Da qualche tempo circola una descrizione di una poliziotta croata che continua a impressionare per la sua ferocia e che si accanisce sulle donne: capelli neri corti e stazza massiccia, spesso corrisponde al nome di Leila nei racconti delle migranti e spesso è proprio lei a usare il taser e a privare le donne dei loro effetti personali.
A Korenica, in Croazia, c’è una caserma della polizia che ricorre nei racconti dei migranti sempre con le stesse descrizioni: si viene portati con delle camionette da poliziotti in borghese o in divisa, con finestrini oscurati e si entra direttamente sul retro, dove si trova una sorta di magazzino che sempre più spesso ricorre con il termine “garage”.
Tutti i migranti parlano di un grosso portone blu con maniglioni antipatico e una toilette chimica dello stesso colore appena fuori, in un angolo.
Chi ci è stato racconta di una stanza vuota, con mattonelle bianche e pavimento freddo dove si viene stipati tutti insieme, donne e uomini, lasciati a volte anche per tre giorni senza acqua né cibo.
Quando siamo arrivate a Korenica, ci siamo sedute in un bar proprio di fronte alla caserma, senza uno scopo preciso. Forse solo per guardare con i nostri occhi come l’origine di tanta violenza potesse assomigliare ad una scena tanto banale quanto quella di un turno di lavoro che inizia. Quando osserviamo il via vai davanti alla caserma è inevitabile concentrarci sulle poliziotte: quale sarà Leila? La più alta con i capelli piastrati e tinti nero corvino, quella più bassa con i capelli cortissimi? Quella che pattuglia il bagno chimico facendo entrare un migrante per volta appena fuori dal “garage”?
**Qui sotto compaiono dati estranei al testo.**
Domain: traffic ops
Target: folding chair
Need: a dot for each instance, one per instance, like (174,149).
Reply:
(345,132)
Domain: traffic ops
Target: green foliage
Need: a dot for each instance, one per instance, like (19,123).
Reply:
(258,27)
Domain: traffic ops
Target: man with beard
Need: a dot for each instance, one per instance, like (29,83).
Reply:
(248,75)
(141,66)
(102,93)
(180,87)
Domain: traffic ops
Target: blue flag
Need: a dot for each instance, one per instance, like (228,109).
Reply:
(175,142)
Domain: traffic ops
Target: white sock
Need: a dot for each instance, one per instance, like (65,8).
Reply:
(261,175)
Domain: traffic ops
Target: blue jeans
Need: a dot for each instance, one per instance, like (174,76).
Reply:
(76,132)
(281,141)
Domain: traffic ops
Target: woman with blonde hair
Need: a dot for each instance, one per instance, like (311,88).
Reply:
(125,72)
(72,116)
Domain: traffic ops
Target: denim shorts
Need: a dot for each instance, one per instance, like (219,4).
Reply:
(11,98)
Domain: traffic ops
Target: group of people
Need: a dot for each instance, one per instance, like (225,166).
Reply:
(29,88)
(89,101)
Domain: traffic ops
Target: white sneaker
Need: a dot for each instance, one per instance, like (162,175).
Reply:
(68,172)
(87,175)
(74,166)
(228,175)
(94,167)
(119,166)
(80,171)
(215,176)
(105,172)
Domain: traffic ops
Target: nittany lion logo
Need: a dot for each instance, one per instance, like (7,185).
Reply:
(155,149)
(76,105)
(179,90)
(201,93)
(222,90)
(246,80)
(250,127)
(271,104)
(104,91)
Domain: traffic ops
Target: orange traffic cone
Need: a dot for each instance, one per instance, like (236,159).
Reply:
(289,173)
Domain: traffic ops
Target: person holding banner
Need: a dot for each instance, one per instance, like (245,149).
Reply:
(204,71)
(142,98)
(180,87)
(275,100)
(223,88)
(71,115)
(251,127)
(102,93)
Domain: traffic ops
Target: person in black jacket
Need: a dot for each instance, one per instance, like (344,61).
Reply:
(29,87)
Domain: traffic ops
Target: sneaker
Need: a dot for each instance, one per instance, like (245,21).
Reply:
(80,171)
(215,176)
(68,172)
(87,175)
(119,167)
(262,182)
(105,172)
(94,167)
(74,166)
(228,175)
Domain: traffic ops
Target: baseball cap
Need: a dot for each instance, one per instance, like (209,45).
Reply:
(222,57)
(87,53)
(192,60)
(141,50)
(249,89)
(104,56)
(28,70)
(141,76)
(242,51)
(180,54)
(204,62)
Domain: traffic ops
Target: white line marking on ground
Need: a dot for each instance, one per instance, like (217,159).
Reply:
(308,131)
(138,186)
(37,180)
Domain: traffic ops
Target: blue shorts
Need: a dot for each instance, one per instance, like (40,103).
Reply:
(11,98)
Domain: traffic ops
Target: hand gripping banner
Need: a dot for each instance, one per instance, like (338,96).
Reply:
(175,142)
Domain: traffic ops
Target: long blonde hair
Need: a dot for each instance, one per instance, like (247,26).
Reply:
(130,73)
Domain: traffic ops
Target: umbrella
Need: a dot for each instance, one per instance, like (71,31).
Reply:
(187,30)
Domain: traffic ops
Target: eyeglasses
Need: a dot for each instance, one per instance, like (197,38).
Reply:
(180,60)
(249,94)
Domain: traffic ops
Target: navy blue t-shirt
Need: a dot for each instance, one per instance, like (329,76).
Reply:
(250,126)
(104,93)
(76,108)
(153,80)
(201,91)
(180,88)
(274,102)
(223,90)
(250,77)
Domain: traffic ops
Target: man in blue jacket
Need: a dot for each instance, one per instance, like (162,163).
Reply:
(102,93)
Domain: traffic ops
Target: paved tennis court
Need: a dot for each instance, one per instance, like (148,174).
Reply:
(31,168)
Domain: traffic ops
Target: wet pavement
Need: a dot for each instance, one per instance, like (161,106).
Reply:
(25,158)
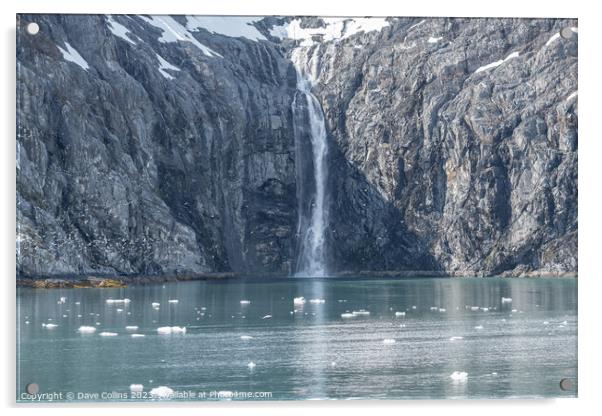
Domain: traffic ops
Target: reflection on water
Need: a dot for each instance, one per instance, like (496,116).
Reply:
(517,348)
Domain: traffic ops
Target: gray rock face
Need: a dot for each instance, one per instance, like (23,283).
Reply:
(142,154)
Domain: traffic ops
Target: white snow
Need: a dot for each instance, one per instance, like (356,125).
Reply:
(136,388)
(175,32)
(336,28)
(71,55)
(119,30)
(232,26)
(459,376)
(570,97)
(86,329)
(497,63)
(166,330)
(162,392)
(164,66)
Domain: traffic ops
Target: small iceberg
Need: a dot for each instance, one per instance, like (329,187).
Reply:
(459,376)
(161,392)
(166,330)
(86,330)
(136,388)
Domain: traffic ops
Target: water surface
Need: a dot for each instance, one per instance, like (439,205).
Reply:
(520,348)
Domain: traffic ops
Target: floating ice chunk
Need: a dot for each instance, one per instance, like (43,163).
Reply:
(71,55)
(459,376)
(86,329)
(497,63)
(118,29)
(162,392)
(299,301)
(166,330)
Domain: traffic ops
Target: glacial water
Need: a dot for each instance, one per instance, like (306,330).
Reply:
(250,336)
(311,262)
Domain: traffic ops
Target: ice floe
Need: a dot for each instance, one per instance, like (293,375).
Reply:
(232,26)
(497,63)
(299,301)
(162,392)
(459,376)
(118,29)
(175,32)
(166,330)
(165,66)
(71,55)
(86,329)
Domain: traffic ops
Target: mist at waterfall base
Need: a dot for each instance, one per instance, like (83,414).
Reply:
(310,350)
(311,261)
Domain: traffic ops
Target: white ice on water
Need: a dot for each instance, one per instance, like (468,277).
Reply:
(71,55)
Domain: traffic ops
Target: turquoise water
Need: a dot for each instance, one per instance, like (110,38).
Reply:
(521,348)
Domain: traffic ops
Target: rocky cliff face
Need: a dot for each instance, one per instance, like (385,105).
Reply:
(153,145)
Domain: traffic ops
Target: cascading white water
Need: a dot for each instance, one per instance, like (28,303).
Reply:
(312,256)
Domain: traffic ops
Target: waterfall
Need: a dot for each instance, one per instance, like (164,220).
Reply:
(311,261)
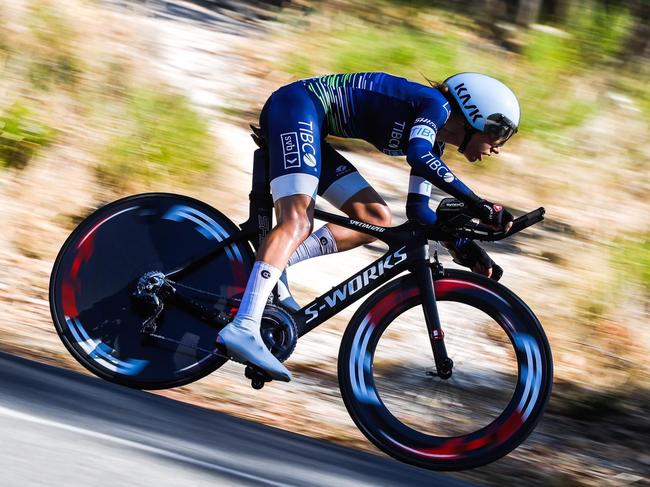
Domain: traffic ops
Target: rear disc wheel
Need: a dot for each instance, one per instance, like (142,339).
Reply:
(97,269)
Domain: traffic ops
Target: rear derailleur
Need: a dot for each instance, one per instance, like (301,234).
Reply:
(151,290)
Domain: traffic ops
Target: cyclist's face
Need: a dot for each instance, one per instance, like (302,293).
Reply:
(480,145)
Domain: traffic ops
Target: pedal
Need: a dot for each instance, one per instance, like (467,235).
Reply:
(257,376)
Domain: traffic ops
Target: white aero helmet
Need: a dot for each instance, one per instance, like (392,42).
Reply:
(488,105)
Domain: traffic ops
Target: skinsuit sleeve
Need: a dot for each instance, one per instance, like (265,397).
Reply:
(427,167)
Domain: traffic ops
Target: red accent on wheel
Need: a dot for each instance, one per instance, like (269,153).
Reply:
(445,286)
(71,284)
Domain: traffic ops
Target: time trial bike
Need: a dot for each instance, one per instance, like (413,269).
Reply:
(440,368)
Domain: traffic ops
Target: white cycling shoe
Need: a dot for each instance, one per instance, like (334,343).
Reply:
(244,344)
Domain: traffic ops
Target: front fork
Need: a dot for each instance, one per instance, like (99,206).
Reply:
(423,276)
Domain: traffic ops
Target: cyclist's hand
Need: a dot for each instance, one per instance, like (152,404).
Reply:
(494,215)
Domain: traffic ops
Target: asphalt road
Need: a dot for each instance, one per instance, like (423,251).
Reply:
(61,428)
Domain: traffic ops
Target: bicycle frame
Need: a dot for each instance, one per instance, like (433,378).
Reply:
(407,251)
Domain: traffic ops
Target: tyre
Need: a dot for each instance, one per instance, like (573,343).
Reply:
(97,269)
(500,384)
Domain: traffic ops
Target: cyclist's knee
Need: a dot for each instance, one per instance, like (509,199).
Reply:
(295,216)
(298,227)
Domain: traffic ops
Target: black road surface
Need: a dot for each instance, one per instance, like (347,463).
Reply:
(61,428)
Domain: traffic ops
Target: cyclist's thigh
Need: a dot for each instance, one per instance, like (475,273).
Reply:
(292,126)
(339,179)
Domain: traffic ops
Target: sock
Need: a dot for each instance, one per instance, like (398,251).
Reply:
(321,242)
(260,284)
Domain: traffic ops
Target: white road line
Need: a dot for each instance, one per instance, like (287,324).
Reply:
(138,446)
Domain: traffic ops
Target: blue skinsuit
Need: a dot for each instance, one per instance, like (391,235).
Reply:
(397,116)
A un tratto Leila sono tutte queste donne, non si riesce più a distinguerle: tutto ciò che possiamo immaginare dai racconti porta solo all’immagine ancora più assurda di una donna che ne picchia un’altra, indifesa, straniera, spaventata a morte, persa alle porte dell’Europa, in cerca di asilo.
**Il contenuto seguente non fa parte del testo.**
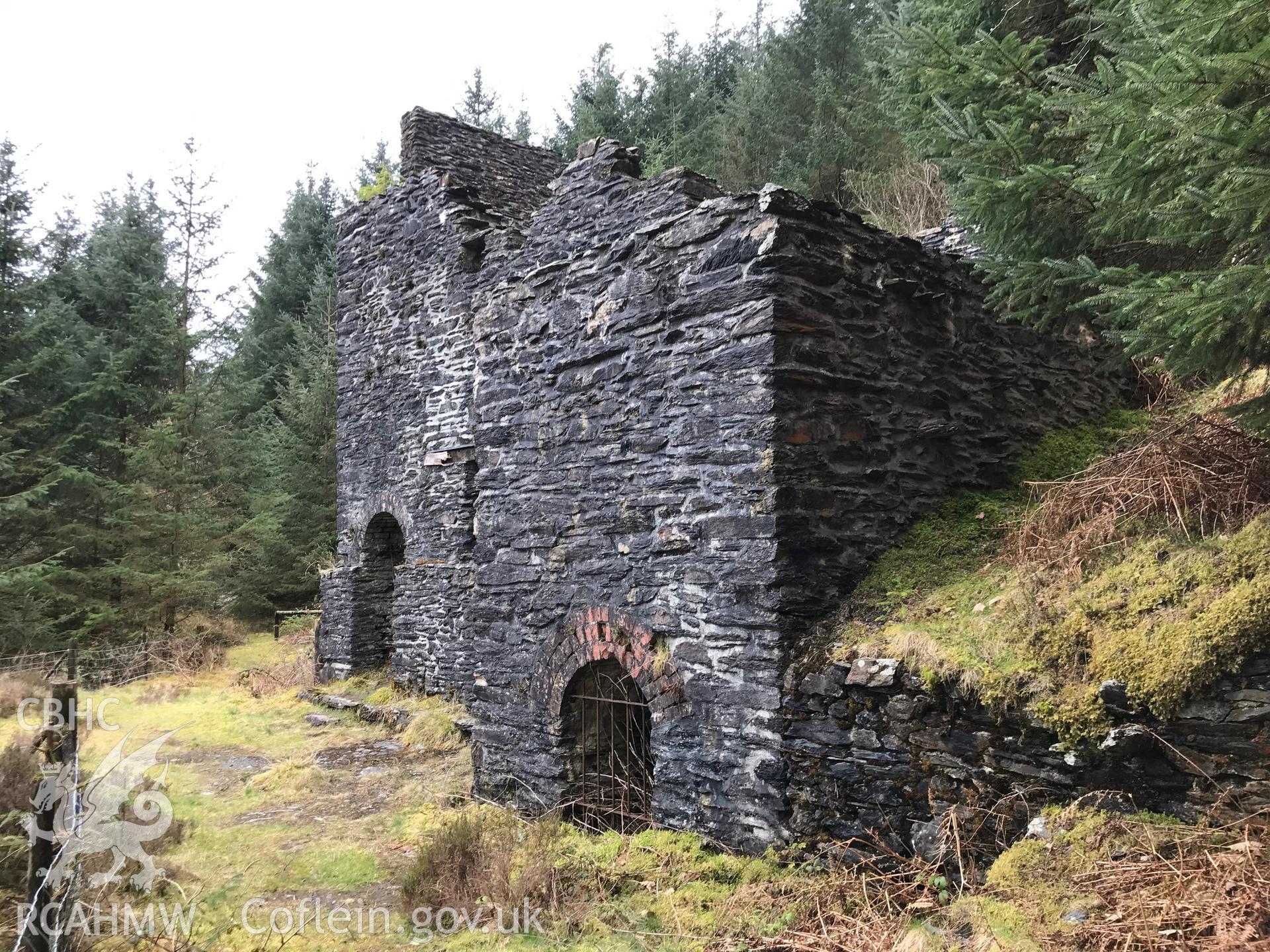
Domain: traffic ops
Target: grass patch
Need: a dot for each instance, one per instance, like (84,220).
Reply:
(1164,612)
(433,727)
(967,531)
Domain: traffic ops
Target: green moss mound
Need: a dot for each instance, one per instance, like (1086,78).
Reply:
(1164,614)
(967,530)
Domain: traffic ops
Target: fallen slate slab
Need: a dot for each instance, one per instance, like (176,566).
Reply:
(385,714)
(337,702)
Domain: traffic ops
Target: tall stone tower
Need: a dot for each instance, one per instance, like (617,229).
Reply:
(611,447)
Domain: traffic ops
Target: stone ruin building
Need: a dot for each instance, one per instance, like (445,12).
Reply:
(613,450)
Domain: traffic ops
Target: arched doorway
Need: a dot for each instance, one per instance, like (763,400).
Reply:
(382,551)
(607,730)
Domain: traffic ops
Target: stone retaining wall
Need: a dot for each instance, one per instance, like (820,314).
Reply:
(872,749)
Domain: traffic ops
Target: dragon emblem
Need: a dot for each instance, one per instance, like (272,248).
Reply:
(120,811)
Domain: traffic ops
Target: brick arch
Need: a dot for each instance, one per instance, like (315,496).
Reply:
(371,507)
(599,634)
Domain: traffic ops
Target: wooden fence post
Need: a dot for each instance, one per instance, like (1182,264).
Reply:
(42,847)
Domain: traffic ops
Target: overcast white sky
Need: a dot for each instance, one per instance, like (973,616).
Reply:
(102,89)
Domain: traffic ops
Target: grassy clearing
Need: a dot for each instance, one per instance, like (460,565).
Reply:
(1164,610)
(273,809)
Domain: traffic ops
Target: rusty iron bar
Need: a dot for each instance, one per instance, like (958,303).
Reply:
(613,754)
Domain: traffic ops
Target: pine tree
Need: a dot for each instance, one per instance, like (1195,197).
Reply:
(480,106)
(378,173)
(103,343)
(281,407)
(27,601)
(1113,160)
(175,502)
(299,252)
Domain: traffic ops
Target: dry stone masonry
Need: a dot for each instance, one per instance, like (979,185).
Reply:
(596,427)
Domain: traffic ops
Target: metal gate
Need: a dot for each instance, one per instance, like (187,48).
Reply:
(607,727)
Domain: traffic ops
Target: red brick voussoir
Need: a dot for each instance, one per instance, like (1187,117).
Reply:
(600,634)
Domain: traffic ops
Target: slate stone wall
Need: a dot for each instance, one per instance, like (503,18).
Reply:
(587,397)
(873,752)
(893,389)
Alì, diciassette anni e uno zaino vuoto in spalla si ferma a salutarci davanti a uno squat e quando inizia a raccontare è un fiume in piena:
“Ho visto un poliziotto picchiare una donna, svestirla degli abiti pesanti e delle scarpe; lei ha chiesto pietà e lui le ha imposto di puntare gli occhi verso il basso e di non parlare, che al massimo poteva aspirare a fare le pulizie a casa sua. Non capisco perché debbano maltrattarci così tanto, insistendo anche con le donne, persino davanti ai loro figli”.
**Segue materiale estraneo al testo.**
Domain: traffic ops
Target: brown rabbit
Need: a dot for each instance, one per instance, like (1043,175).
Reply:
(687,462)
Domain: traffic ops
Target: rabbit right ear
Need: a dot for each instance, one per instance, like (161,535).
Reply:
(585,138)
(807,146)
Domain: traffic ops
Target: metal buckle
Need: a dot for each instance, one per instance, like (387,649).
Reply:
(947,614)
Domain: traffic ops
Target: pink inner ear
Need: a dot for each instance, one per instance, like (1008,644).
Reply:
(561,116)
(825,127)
Sulla piana che costeggia la strada provinciale all’altezza della localita di Šturlić, incontriamo tre bambini afghani di 5, 9 e 13 anni che camminano insieme al padre Mohammed.
Il bimbo più grande si chiama Baasim, ed interagisce con noi con la sicurezza di un adulto, facendo da interprete al padre e da guida a tutta la famiglia.
Ci racconta che lui il padre e i fratelli sono appena tornati dal game. Quando gli chiediamo dove si trovi la mamma ci risponde con un gesto, avvicinando l’indice alla tempia, come per dirci che la madre ha dei problemi di mente.
“Eravamo a Borici in quarantena. Poi abbiamo tentato il game una, due, tre, quattro volte. Mamma non ce la faceva più. Ha cominciato ad urlare ed ora è sempre triste e a volte ha delle crisi”.
Baasim ci guida in cima alla collina dove ci attende la madre insieme ad altre famiglie. Lei si chiama Hameeda ed ha i capelli tinti di biondo. Nonostante non parli bene inglese, ci si avvicina e ci invita dentro casa mostrandoci la stanza dove dorme insieme al marito e ai figli. Ci mostra la confezione di antidepressivi vuota e ci dice che dopo l’ultimo game, la polizia glieli ha presi ed è rimasta senza scorte. Poi mi dice: “ho paura di essere un pericolo per i miei figli”.
Per Kala, Samia, Hameeda e le migliaia di donne che continuano a tentare di attraversare questi confini, le cicatrici e le depressioni non sono effetti collaterali ma conseguenza diretta di un sistema di tortura che punta ad esasperare ed immobilizzare i corpi e le menti. Un sistema che da anni ha normalizzato la violenza e l’abuso di potere e che le blocca ancora più a lungo in una terra di passaggio che non le vuole e le respinge, mentre sfioriscono e passano le stagioni di una vita.